Spike Lee est un réalisateur-producteur éclectique: il y a chez lui un côté militant (DO THE RIGHT THING, MALCOLM X), un talent d'observateur évident (MO'BETTER BLUES, JUNGLE FEVER) et toutes les qualités d'un subtil narrateur (GET ON THE BUS). LA 25e HEURE appartient à cette troisième catégorie: l'histoire de Monty Brogan (Edward Norton) est de celles que l'on suit avec plaisir, d'abord parce que les acteurs sont remarquables, et ensuite parce que Spike Lee a le sens du rythme, une bonne maîtrise des images et assez de métier pour entretenir le suspense jusqu'au bout.
Monty, ex-caïd et trafiquant d'héroïne de Manhattan, a été pincé par la police. Il en a pris pour sept ans. Il ne lui reste qu'une journée pour dire adieu à sa vie de fastes et de plaisirs, et pour prendre congé de son père James (Brian Cox), de Naturelle, sa petite amie en qui il n'a plus toute confiance (Rosario Dawson), et de ses deux copains, l'enseignant Jakob (Philip Seymour Hoffman) et l'agent de change Francis (Barry Pepper). Beaucoup de gens à voir, beaucoup de choses à faire en 24 heures...
L'idée de Spike Lee était sans doute de proposer le portrait d'un homme qui, dans une sorte de compte à rebours, tente de faire le point sur son existence avant de se retrouver exclu du monde. Une idée intéressante, mais un film qui déçoit. Monty est un dealer dont on ne connaît pas suffisamment les antécédents, un homme aux multiples visages dont on ne dit pas clairement quels crimes il a commis. Tout au plus y a-t-il quelques allusions à une mafia caricaturale, mais c'est peu explicite. Tant est si bien que, de son statut d'homme dangereux et crapuleux, le personnage en deviendrait presque sympathique. Malgré quelques moments de révolte - un long et étonnant monologue agressif devant un miroir, histoire d'accuser en passant toutes les communautés étrangères installées à Brooklyn et Manhattan et tous les New-Yorkais avant de s'en prendre... à lui-même - Monty garde un côté attachant et gentil. Le film cultive ainsi une forme d'ambiguïté, renforcée encore par le fait que les autres personnages (père et amis) apparaissent aussi englués dans une forme de complicité latente. La nature humaine est complexe, et les responsabilités sont diffuses, semble vouloir dire Spike Lee. On en prend donc acte.

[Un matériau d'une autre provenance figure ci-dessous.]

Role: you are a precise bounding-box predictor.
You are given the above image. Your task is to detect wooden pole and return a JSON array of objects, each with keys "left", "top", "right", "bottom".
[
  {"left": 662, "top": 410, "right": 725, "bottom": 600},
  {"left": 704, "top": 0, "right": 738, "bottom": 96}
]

LA 25e HEURE est un film aux qualités d'écriture indéniables, sans trop de concessions au cinéma américain courant. Un film en coups de poings (au propre comme au figuré), sans coups de feu (pour une fois!), mais finalement frustrant. On a peine à croire en effet que Monty ait attendu la 25e heure - celle qui précède son incarcération - pour ressasser tous ses problèmes existentiels et se découvrir (enfin) un sens des responsabilités. Cela d'autant plus que ses deux amis (Jakob et Francis) en profitent aussi pour se mettre sérieusement à gamberger et à évoquer des problèmes personnels dont on se passerait volontiers.
Reste une atmosphère mélancolique assez particulière. En toile de fond, le New York de l'après-11 septembre et plusieurs plans sur le ""Ground Zero"". Un décor qui n'est pas un hasard et une mélancolie qui rejoint celle des protagonistes."